My thanks to Jim Angstman for passing on this story, however please know that my censors had to remove all political comments before I could present it to you today in an unbiased fashion…

And that’s the strange, the weird and yet often times true… bottom of the news for Friday February 15, 2008. ###

Thursday, February 07, 2008

Bottom of the News… Friday, February 8, 2008

Good morning my fellow Rotarians… Well, as I mentioned last week, February is considered the “LOVE Month!” So, in honor of St. Valentine and all you hopeless romantics, I thought I’d share a few items on the topic of Love…

First, we flash back to CASEY KASEM’S TOP 10 “Love Songs” of the ‘70’s…

10. I Think I Love You - PARTRIDGE FAMILY
9. I Honestly Love You - OLIVIA NEWTON-JOHN
8. Love Will Keep Us Together - THE CAPTAIN & TENNILLE
7. Ain’t No Mountain High Enough - DIANA ROSS
6. My Love - PAUL McCartney & WINGS
5. Best of My Love - THE EMOTIONS
4. Silly Little Love Songs - PAUL McCartney & WINGS
3. How Deep is Your Love - BEE GEES
2. The First Time I Ever Saw Your Face - ROBERTA FLACK
1. You Light Up My Life - DEBBIE BOONE

And now I have a special treat… Our crack research team went to work interviewing family members and childhood friends of a few Rotarians to learn their views on Love & Marriage when they were kids…

"If falling in love is anything like learning how to spell, I don't want to do it.

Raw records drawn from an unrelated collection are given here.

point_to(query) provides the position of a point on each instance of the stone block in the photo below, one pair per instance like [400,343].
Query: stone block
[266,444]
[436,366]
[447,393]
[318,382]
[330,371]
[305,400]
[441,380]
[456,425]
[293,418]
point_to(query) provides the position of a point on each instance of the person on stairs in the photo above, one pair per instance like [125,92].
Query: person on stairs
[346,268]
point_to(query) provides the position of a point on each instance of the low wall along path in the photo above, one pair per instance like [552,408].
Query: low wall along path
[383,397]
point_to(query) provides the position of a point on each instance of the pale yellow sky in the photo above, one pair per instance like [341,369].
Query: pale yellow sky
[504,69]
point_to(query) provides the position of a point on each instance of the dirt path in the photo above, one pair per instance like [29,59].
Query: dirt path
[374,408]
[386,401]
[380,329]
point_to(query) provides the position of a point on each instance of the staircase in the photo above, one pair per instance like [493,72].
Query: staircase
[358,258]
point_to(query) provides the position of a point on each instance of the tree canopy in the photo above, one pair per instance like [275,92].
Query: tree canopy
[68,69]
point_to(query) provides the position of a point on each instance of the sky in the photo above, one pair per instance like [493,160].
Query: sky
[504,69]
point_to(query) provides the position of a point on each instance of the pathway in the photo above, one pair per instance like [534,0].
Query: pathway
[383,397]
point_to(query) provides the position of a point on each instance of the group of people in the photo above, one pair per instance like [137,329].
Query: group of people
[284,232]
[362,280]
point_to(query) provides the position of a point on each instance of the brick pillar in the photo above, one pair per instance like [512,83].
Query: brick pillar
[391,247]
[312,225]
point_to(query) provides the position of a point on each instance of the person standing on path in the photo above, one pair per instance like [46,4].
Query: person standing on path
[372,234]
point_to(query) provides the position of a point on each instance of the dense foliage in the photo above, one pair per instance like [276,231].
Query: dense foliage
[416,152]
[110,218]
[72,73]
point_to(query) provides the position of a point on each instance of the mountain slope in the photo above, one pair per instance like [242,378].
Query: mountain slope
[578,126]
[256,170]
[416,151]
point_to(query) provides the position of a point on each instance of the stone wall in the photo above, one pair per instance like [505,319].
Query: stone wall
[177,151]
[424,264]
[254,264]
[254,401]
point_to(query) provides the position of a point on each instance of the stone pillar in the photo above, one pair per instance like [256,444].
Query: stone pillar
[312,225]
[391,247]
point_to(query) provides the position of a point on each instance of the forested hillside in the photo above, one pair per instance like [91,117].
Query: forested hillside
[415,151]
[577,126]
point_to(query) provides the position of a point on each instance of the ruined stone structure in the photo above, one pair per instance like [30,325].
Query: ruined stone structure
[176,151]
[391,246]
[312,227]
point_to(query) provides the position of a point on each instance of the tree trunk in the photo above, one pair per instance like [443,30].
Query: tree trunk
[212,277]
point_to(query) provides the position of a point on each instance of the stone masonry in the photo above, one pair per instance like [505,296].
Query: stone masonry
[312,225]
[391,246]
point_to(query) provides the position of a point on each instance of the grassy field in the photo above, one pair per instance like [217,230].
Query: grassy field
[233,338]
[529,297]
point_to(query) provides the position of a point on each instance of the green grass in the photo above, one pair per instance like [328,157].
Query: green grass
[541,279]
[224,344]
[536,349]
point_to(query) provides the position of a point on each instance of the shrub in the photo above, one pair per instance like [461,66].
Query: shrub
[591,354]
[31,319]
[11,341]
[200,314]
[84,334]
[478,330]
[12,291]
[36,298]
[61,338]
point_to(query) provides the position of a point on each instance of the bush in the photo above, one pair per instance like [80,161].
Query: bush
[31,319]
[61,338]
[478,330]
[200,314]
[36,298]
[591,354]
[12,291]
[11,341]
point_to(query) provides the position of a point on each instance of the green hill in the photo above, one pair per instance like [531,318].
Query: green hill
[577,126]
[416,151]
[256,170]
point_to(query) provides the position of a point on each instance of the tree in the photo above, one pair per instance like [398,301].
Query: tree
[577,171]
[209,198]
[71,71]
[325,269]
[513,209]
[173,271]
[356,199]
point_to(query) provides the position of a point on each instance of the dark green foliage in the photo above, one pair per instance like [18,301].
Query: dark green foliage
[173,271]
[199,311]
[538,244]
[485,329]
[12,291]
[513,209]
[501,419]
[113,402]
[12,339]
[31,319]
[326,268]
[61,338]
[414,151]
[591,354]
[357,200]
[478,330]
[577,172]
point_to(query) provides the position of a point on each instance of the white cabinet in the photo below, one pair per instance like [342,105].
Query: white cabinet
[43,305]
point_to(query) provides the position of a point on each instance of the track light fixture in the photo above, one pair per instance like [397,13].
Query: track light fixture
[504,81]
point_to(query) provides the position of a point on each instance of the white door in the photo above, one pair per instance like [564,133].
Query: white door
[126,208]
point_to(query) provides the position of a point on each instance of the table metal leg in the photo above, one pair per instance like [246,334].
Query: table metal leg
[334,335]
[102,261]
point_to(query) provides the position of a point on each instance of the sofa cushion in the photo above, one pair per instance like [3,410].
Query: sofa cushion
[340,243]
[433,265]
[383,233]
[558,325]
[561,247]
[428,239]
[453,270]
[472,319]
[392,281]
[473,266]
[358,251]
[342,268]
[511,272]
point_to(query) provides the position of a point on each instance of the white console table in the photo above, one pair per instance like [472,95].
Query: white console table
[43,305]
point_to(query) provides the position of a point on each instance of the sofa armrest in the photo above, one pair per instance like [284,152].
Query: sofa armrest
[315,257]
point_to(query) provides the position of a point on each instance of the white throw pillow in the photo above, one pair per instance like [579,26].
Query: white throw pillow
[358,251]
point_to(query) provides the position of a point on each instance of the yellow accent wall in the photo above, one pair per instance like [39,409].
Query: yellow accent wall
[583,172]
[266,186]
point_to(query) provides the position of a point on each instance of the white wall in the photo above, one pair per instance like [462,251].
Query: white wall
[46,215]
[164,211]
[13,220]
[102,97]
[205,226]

It takes too long." – Steve Carpenter, age 7

"I think you're supposed to get shot with an arrow or something, but the rest of it isn't supposed to be so painful." – Jim Angstman, age 8

"No one is sure why it happens, but I heard it has something to do with how you smell. Maybe that's why perfume, make-up and deodorant are so popular." – Angie Nowak, age 9

"One of you should know how to write a check. Because, even if you have tons of love, there is still going to be a lot of bills." – Brian Brown, age 8

"I'm not rushing into being in love. I’m having too much fun with skateboards and BMX’s, plus I'm finding fourth grade hard enough!" – Bart Woods, age 10

"A man and a woman promise to go through sickness and illness and diseases together, yech!" – Kathy Horan, age 7

"Being single is better . . . for the simple reason that I wouldn't want to change no diapers. Of course, if I did get married, I'd figure something out. I'd just phone my mom and have her come over for some coffee and diaper-changing." – Sarah Fare, age 10

"Love will find you, even if you are trying to hide from it. I’ve been trying to hide from it since I was five, but the girls keep finding me." – Paul Phelan, age 8

"Most men are brainless, so you might have to try more than once to find a live one." – Michele Boyer, age 11

"Love is the most important thing in the world, but my Dad told me that baseball is pretty good too and I believe him!" – Jon Cushing, age 8

"It gives me a headache to think about that stuff. I'm just a kid. I don't need that kind of trouble. "– Pat Shey, age 7

"Once I'm done with kindergarten, I'm going to find me a man!" –Julie Schmitt, age 5

So for you guys who are romantically inept, grab your PDA right now to make a date with your valentine (and make sure you wear clean socks)! And ladies, you may just have to cut your guy some slack because they just can’t help it!

And this is our special Valentine’s edition of the bottom of the news on this Friday February 8, 2008. Thank you!